At 0.94 seconds compared to 1.16, it's true that the mega-regex update is faster, running in 81% of the time of doing it in code. It is not, however a lot faster. And ye Gods, look at that update statement. Do you want to write that, or try to figure out what went wrong when Postgres complains that you dropped a parenthesis somewhere?
Code
The code used was:
def stupid_regex_replace
sql = Select.new
sql.select('id')
sql.select('t')
sql.for_update
sql.from(TABLE_NAME)
Cursor.new('foo', sql, {}, #db) do |cursor|
until (rows = cursor.fetch(100)).empty?
for row in rows
for regex, replacement in regexes
row['t'] = row['t'].gsub(regex, replacement)
end
end
sql = Update.new(TABLE_NAME, #db)
sql.set('t', row['t'])
sql.where(['id = %s', row['id']])
sql.exec
end
end
end
I generated the regular expressions dynamically by taking words from the file; for each word "foo", its regular expression was "\bfoo\b" and its replacement string was "FOO" (the word uppercased). I used words from the file to make sure that replacements did happen. I made the test program spit out the regex's so you can see them. Each pair is a regex and the corresponding replacement string:
[[/\bcommit\b/, "COMMIT"],
[/\b9acf10762b5f3d3b1b33ea07792a936a25e45010\b/,
"9ACF10762B5F3D3B1B33EA07792A936A25E45010"],
[/\bAuthor:\b/, "AUTHOR:"],
[/\bCarl\b/, "CARL"],
[/\bWorth\b/, "WORTH"],
[/\b<cworth#cworth.org>\b/, "<CWORTH#CWORTH.ORG>"],
[/\bDate:\b/, "DATE:"],
[/\bMon\b/, "MON"],
[/\bOct\b/, "OCT"],
[/\b26\b/, "26"],
[/\b04:53:13\b/, "04:53:13"],
[/\b2009\b/, "2009"],
[/\b-0700\b/, "-0700"],
[/\bUpdate\b/, "UPDATE"],
[/\bversion\b/, "VERSION"],
[/\bto\b/, "TO"],
[/\b2.9.1\b/, "2.9.1"],
[/\bcommit\b/, "COMMIT"],
[/\b61c89e56f361fa860f18985137d6bf53f48c16ac\b/,
"61C89E56F361FA860F18985137D6BF53F48C16AC"],
[/\bAuthor:\b/, "AUTHOR:"],
[/\bCarl\b/, "CARL"],
[/\bWorth\b/, "WORTH"],
[/\b<cworth#cworth.org>\b/, "<CWORTH#CWORTH.ORG>"],
[/\bDate:\b/, "DATE:"],
[/\bMon\b/, "MON"],
[/\bOct\b/, "OCT"],
[/\b26\b/, "26"],
[/\b04:51:58\b/, "04:51:58"],
[/\b2009\b/, "2009"],
[/\b-0700\b/, "-0700"],
[/\bNEWS:\b/, "NEWS:"],
[/\bAdd\b/, "ADD"],
[/\bnotes\b/, "NOTES"],
[/\bfor\b/, "FOR"],
[/\bthe\b/, "THE"],
[/\b2.9.1\b/, "2.9.1"],
[/\brelease.\b/, "RELEASE."],
[/\bThanks\b/, "THANKS"],
[/\bto\b/, "TO"],
[/\beveryone\b/, "EVERYONE"],
[/\bfor\b/, "FOR"]]
If this were a hand-generated list of regex's, and not automatically generated, my question is still appropriate: Which would you rather have to create or maintain?

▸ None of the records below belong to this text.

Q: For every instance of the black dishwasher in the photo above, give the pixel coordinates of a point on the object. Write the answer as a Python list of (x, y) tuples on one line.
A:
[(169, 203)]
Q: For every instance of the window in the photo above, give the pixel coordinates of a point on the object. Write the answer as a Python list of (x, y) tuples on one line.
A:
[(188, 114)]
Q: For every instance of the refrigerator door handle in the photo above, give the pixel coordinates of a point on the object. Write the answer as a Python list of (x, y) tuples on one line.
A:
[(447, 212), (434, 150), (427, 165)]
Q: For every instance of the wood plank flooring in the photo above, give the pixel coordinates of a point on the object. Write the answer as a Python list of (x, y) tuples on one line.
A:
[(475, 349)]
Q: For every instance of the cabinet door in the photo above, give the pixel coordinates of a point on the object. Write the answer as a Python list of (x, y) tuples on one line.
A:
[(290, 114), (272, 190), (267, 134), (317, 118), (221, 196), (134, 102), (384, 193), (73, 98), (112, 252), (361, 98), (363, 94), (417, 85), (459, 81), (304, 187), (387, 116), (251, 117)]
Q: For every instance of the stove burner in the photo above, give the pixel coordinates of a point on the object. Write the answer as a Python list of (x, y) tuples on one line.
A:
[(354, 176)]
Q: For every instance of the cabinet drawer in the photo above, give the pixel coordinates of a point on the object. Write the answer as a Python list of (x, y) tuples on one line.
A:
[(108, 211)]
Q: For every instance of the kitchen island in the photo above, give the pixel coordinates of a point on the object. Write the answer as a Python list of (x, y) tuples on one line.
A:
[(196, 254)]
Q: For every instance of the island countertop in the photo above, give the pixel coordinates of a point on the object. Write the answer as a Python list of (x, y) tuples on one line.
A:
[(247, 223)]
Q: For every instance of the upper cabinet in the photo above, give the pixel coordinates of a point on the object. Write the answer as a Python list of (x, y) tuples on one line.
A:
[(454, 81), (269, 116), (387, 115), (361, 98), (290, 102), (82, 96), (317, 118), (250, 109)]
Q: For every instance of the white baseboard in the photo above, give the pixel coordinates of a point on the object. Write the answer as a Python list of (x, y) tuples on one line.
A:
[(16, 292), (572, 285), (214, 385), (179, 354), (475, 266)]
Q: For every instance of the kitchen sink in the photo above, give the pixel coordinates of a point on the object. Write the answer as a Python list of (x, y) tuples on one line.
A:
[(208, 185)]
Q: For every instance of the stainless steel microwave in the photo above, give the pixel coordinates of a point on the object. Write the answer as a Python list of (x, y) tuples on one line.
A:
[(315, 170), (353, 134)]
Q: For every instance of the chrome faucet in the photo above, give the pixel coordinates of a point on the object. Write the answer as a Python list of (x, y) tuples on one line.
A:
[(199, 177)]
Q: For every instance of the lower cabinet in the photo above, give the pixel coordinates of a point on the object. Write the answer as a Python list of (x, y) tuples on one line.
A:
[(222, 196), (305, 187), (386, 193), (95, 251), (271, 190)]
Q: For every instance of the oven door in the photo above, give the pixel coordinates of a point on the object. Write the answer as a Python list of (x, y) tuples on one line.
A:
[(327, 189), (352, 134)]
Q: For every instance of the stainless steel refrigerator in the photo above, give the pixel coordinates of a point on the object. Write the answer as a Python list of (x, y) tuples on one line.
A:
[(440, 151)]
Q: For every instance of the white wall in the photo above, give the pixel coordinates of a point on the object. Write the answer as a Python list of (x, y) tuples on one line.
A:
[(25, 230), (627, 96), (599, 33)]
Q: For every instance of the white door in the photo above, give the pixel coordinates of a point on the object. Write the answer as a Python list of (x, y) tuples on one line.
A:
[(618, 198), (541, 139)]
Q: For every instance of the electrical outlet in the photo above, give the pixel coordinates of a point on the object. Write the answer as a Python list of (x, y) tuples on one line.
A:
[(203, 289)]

For the skip update, look at suppress_redundant_updates - see http://www.postgresql.org/docs/8.4/static/functions-trigger.html.
This is not necessarily a win - but it might well be in your case.
Or perhaps you can just add that implicit check as an explicit one?